Secondo i promotori D'Amico, Targetti e Parotti, il consiglio degli stranieri dovrebbe affiancare l'assise ufficiale, come spazio di espressione della comunità di immigrati presente a Firenze.

Un luogo, quindi, dove poter rappresentare a livello ufficiale i bisogni e i problemi dei cittadini stranieri presenti sul territorio fiorentino. E i tempi, secondo Rifondazione Comunista, sarebbero ormai maturi per compiere questo passo a favore dell'integrazione.

La mozione sollecita infatti il Consiglio provinciale e il suo presidente "a definire una proposta di regolamento sul ruolo, le modalità e i tempi di elezione e funzionamento del consiglio degli stranieri".

La proposta di Rc, ricalca iniziative simili già avviate in altre città italiane sul fronte dell'ampliamento dei diritti riconosciuti agli immigrati, in previsione di una nuova disciplina che estenda la possibilità per gli stranieri di diventare cittadini italiani a tutti gli effetti. E il riconoscimento del diritto di voto, amministrativo in primo luogo e in seguito anche politico, rappresenterebbe il primo passo concreto verso questo realizzazione.

"Il consiglio degli stranieri - dice infatti Rifondazione Comunista nella mozione - costituisce un'importante tappa intermedia per affermare l'obiettivo di fondo del pieno diritto di voto amministrativo dei cittadini stranieri".

La proposta presentata da Rc prevede, nel caso di approvazione della mozione, che un rappresentante del consiglio degli stranieri partecipi alla sedute del consiglio provinciale, con diritto di parola, ma non di voto.

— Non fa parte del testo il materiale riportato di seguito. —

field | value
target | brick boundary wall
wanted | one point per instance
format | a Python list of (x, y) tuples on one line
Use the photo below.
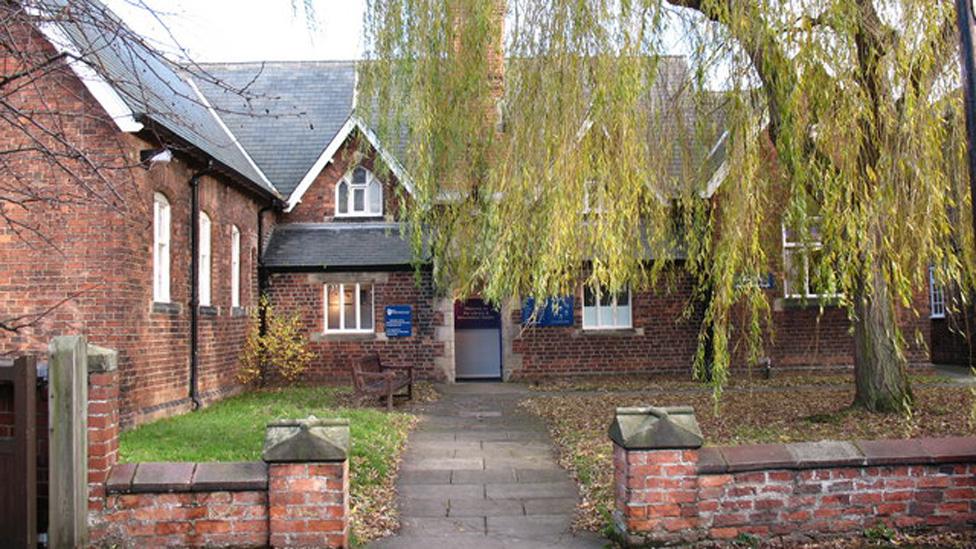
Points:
[(792, 492), (297, 497)]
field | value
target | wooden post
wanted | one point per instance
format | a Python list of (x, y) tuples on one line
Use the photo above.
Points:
[(68, 457)]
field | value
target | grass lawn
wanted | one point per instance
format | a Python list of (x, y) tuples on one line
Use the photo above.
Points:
[(233, 430), (750, 378), (578, 424)]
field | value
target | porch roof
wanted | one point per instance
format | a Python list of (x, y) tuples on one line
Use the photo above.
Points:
[(338, 246)]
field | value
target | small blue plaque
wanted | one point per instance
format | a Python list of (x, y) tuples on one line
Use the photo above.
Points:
[(399, 320), (556, 312)]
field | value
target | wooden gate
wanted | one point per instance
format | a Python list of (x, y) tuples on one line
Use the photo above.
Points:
[(18, 454)]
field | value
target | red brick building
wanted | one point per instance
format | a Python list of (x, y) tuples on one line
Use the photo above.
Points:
[(278, 192)]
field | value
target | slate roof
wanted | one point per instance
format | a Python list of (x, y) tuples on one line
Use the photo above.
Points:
[(337, 246), (148, 84), (289, 111)]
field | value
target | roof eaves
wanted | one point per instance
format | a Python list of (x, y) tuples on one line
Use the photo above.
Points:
[(337, 140), (160, 129), (353, 122), (103, 92), (233, 138)]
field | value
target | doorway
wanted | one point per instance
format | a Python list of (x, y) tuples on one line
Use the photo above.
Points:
[(477, 341)]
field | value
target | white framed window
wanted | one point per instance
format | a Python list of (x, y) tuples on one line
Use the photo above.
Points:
[(348, 307), (235, 266), (603, 310), (359, 194), (161, 232), (801, 265), (936, 296), (592, 199), (203, 279)]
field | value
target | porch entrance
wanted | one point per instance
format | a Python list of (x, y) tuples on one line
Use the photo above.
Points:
[(477, 340)]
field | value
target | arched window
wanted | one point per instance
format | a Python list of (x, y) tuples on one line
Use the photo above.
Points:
[(204, 275), (161, 232), (359, 194), (342, 200), (235, 266)]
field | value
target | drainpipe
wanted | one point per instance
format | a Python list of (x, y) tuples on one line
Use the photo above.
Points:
[(195, 282), (262, 272)]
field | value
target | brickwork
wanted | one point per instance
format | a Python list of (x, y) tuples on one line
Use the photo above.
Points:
[(94, 254), (796, 492), (303, 293), (318, 202), (309, 504), (661, 340), (191, 519), (103, 433)]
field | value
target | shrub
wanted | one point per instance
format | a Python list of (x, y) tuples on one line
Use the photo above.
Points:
[(280, 353)]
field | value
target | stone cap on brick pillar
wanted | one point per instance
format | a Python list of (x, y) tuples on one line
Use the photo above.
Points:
[(102, 360), (652, 428), (307, 440)]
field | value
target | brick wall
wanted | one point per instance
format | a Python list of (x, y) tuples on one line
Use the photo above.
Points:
[(661, 340), (334, 353), (93, 254), (193, 519), (318, 202), (794, 492), (297, 497)]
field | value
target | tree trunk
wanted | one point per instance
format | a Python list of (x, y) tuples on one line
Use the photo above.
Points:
[(880, 368)]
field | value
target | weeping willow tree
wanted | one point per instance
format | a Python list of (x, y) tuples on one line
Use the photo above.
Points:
[(553, 142)]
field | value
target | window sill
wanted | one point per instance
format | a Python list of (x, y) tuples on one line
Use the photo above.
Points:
[(345, 336), (790, 303), (166, 307), (608, 332), (370, 217)]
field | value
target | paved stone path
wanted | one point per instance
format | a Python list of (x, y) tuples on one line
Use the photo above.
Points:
[(481, 473)]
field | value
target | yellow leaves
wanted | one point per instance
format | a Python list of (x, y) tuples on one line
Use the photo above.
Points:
[(280, 354)]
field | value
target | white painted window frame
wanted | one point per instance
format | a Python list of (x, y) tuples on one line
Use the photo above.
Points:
[(342, 329), (936, 296), (205, 258), (350, 200), (162, 228), (617, 325), (235, 266), (790, 250)]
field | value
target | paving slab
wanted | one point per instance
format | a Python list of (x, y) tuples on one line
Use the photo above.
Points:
[(424, 477), (550, 506), (482, 507), (414, 507), (534, 527), (541, 475), (526, 462), (474, 467), (538, 490), (441, 491), (442, 526), (442, 464), (494, 476)]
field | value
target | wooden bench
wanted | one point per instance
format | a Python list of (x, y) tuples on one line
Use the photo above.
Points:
[(372, 378)]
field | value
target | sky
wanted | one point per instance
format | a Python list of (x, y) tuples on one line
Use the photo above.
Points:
[(249, 30)]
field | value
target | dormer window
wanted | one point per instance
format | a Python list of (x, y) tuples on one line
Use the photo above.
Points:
[(359, 194)]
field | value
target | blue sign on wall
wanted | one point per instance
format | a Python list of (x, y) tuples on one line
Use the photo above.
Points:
[(399, 320), (476, 314), (556, 312)]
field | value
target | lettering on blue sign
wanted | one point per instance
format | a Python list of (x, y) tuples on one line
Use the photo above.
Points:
[(399, 320), (555, 312)]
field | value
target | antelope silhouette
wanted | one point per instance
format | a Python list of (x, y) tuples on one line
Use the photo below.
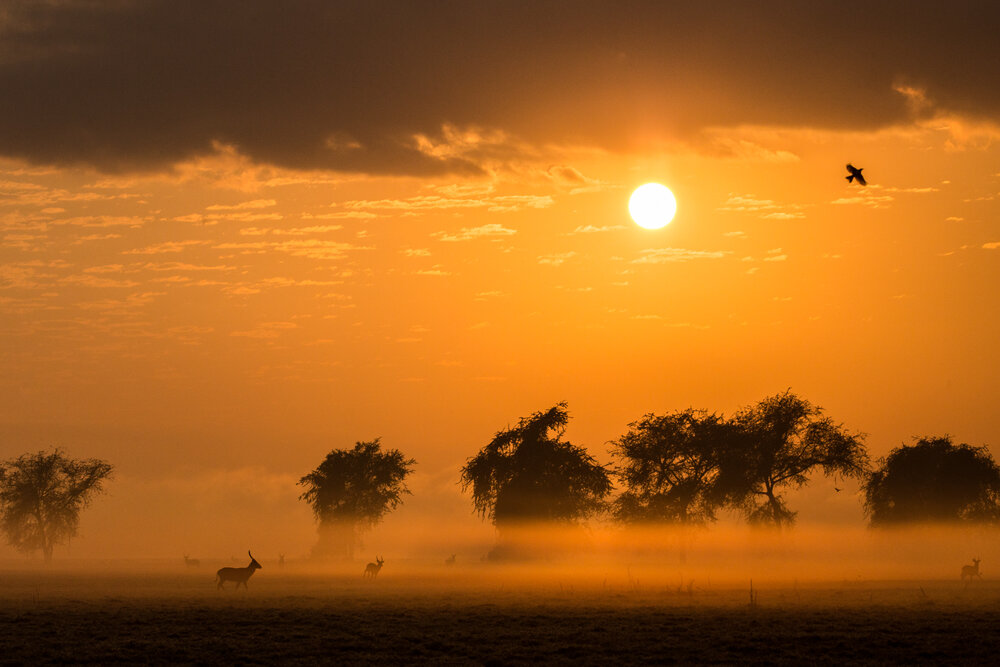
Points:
[(238, 574), (971, 571), (372, 569)]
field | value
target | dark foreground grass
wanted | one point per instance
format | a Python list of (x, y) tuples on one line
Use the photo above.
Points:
[(388, 622)]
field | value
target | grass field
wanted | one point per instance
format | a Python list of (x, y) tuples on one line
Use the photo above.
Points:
[(484, 615)]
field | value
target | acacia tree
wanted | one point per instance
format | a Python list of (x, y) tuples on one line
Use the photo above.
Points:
[(351, 491), (528, 473), (41, 496), (669, 466), (934, 480), (777, 443)]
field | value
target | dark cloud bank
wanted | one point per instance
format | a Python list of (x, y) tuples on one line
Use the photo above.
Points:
[(126, 85)]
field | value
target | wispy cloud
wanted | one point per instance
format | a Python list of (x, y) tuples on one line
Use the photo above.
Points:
[(492, 230), (556, 259), (255, 203), (668, 255), (765, 208), (422, 203), (266, 330), (593, 229), (164, 248)]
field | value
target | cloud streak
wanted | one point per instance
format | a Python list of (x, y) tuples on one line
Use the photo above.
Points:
[(129, 86)]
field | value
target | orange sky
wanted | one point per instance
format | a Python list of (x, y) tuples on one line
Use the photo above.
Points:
[(211, 302)]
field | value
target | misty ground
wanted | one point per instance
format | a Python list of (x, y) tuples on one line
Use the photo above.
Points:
[(478, 613)]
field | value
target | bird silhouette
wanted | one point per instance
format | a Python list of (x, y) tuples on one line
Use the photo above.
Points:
[(855, 173)]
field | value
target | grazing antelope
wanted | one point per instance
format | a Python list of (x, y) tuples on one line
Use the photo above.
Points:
[(971, 571), (372, 569), (238, 574)]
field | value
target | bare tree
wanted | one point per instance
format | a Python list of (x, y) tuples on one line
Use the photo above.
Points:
[(528, 473), (669, 465), (934, 480), (41, 496), (779, 442), (350, 492)]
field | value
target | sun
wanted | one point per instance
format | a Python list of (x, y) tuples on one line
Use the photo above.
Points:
[(652, 205)]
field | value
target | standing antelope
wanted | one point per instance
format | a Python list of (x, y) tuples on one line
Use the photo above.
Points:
[(238, 574), (372, 569), (971, 571)]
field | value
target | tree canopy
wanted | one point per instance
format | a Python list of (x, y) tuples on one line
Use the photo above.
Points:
[(41, 496), (352, 490), (685, 466), (934, 480), (778, 442), (528, 473), (669, 466)]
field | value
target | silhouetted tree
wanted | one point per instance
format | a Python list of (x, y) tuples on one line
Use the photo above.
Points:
[(527, 473), (669, 466), (350, 492), (41, 496), (777, 443), (934, 480)]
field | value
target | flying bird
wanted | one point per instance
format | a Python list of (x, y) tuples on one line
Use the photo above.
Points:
[(855, 173)]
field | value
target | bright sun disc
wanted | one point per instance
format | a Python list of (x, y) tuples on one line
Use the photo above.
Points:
[(652, 205)]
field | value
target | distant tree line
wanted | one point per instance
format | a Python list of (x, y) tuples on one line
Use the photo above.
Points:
[(682, 467)]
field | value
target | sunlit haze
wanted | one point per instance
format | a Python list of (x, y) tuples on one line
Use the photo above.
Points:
[(234, 239)]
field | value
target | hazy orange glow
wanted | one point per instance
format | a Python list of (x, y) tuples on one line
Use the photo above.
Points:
[(212, 308), (652, 206)]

Si tratterebbe del cosiddetto "consigliere aggiunto", figura quest'ultima già prevista dallo Statuto del Consiglio comunale di Roma, ad esempio, che si appresta ad indire elezioni prima dell'estate che coinvolgeranno 180mila stranieri regolari che vivono e lavorano nella capitale.

A Firenze la proposta di dare vita ad un consiglio degli stranieri era stata presentata da Rifondazione Comunista già nel 1999, ma pur avendo ottenuto il parere favorevole della Conferenza provinciale permanente per l'immigrazione, l'iniziativa non ebbe il seguito sperato. Adesso Rc torna alla carica. "Attendiamo la decisione dei Ds: - si legge nella mozione presentata in consiglio provinciale - se già due anni fa fu previsto una specie di varco nello statuto provinciale che può dare spazio ad un'iniziativa del genere è merito nostro".

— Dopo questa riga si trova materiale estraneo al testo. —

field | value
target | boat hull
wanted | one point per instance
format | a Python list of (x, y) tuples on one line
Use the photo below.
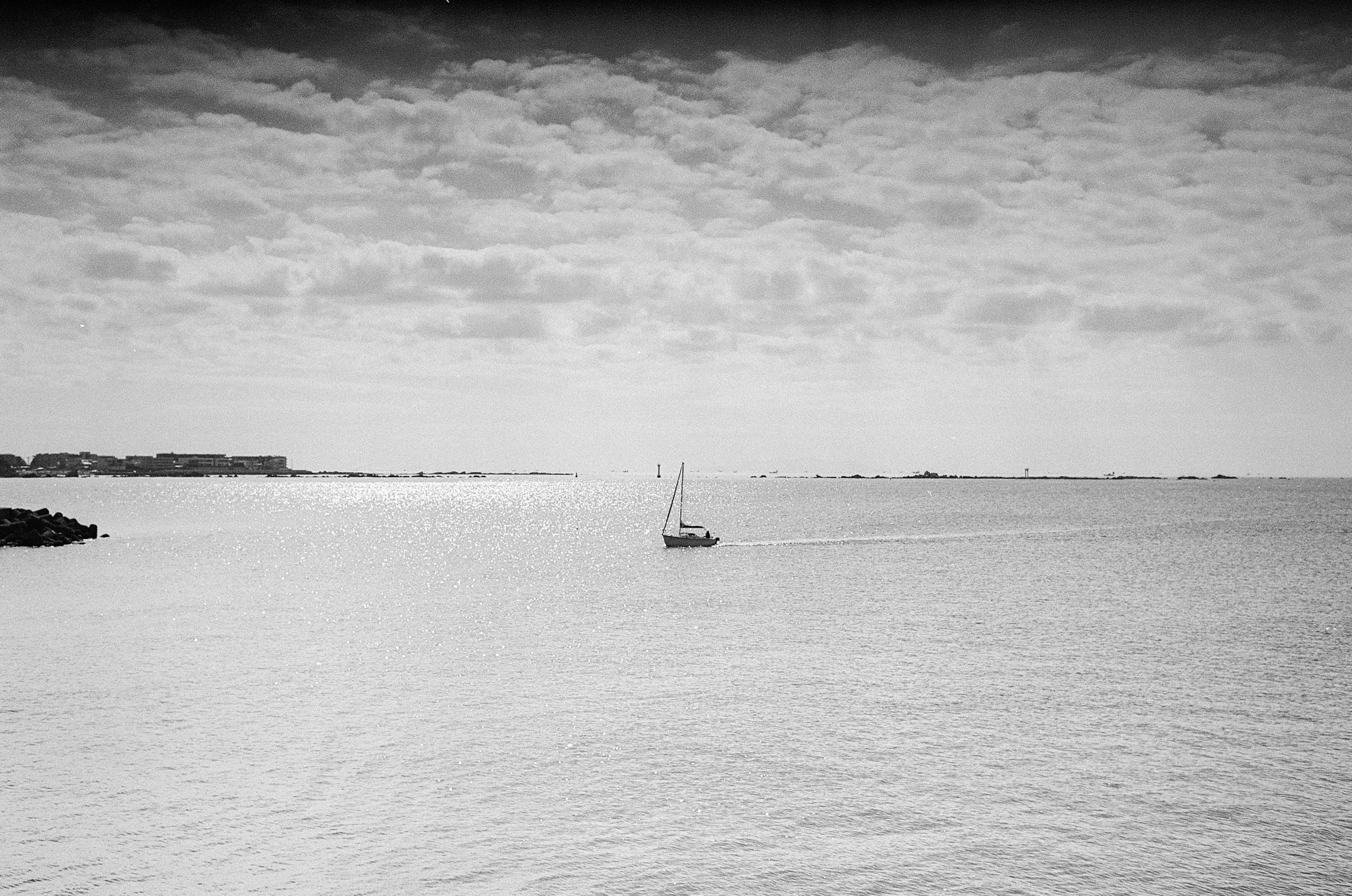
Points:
[(689, 541)]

Secondo i promotori della mozione, il nuovo organismo dovrebbe essere eletto dai cittadini extracomunitari regolari che risiedono in provincia di Firenze da almeno quattro o cinque anni. Ma il via libera al consiglio degli stranieri non rappresenterebbe soltanto un ampliamento dell'orizzonte dei diritti della persona per gli immigrati. Se da una parte è vero che il diritto di voto è "previsto dalle stesse direttive europee, ma non è ancora sancito dalla legislazione del nostro paese", come sottolinea la mozione dei consiglieri fiorentini. Dall'altra, "uno dei vantaggi di questa integrazione - ricorda Rc - sarebbe la riduzione delle sacche di criminalità in conseguenza del maggiore inserimento degli stranieri nel tessuto sociale".